Als mein Sohn den Clown mit den Luftballons sah, wollte er
unbedingt einen haben. Als ich jedoch nach dem Preis fragte,
wollte der Clown fünf DM dafür haben. Eine stolze Summe für
eine Ware, die vielleicht 20 Pfennige Wert war. Auf mein
ungläubiges Fragen hin erklärte er mir, dass ich damit eine
Spende für die armen Kinder in Afrika leisten würde. Seine
christliche Aktionsgruppe helfe hungernden Kindern in Nigeria
und anderen afrikanischen Ländern.
Nach einem kurzen Streitgespräch über Religion, mit der ich
nichts am Hut habe, wollte ich schon gehen.

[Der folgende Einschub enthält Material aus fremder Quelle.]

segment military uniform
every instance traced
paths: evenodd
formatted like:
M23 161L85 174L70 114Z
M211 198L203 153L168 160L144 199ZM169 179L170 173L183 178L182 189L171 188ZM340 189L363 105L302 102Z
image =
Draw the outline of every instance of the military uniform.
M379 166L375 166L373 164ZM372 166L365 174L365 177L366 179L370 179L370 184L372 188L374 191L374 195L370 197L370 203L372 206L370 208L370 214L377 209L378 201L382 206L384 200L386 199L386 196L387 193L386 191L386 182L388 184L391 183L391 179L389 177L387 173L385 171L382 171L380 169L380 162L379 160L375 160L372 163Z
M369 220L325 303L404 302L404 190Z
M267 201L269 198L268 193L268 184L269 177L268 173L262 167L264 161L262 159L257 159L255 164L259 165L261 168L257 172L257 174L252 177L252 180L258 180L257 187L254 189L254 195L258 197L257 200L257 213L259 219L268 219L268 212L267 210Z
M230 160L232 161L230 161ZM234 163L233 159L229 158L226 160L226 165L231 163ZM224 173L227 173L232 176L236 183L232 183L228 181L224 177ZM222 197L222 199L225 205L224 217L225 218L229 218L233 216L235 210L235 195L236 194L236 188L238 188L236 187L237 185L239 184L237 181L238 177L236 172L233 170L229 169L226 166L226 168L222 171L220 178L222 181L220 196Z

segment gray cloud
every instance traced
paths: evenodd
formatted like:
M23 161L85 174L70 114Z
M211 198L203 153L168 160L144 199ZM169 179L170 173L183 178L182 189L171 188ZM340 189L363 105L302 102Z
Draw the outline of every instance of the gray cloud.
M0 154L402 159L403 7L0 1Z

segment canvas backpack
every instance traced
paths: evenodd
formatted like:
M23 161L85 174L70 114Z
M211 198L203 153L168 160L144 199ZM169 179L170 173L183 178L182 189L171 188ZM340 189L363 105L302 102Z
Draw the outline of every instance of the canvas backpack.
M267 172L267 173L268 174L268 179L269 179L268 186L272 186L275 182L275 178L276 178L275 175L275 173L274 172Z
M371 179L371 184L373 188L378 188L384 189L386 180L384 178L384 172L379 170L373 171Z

Doch die bunten
Luftballons hatten sich bereits derart in das Gehirn meines
Sohnes eingegraben, dass der Tag durch sein Maulen verloren
wäre, wenn ich ihn nicht solch ein buntes Herz kaufen würde.
Außerdem kommt es ja auch den hungernden Kindern zu Gute,
dachte ich mir und kaufte so ein Ding. Zum Abschied gab der
religiöse Clown mir noch einen Zettel mit einer Darstellung
seiner Sekte.
Er hätte das lieber nicht tun sollen. Tagelang ärgerte ich mich
über die fünf Mark, die ich gespendet hatte. Das mögliche
Maulen meines Sohnes wäre mir dagegen wie ein Nichts
erschienen. Auf dem Zettel kam der Name „Jesus“ über dreißigmal
vor, es war die primitivste Erbaulichkeit, die man sich nur
vorstellen kann. Das erleuchtete Lächeln des Clown, das unter
seiner Schminke erkennbar war, hätte mich warnen müssen...
Aber nicht der religiöse Kitsch, der von keinem Gedanken
angekränkelt war, regte mich auf, sondern der Zweck, dem
meine fünf Mark dienen würden: Sie gaben den Kindern in
Afrika Brot, wenn sie in ihre Kirche eintraten. Sobald die
Seele im Kasten klingt, der Bauch in den Himmel springt. Ich
hatte verrückte Missionare unterstützt, die kleine Menschen
mit Brot gefügig machen, um sie mit ihrer Geistessoße zu
verblöden. Die schlimmste Blasphemie, die man sich
vorstellen kann...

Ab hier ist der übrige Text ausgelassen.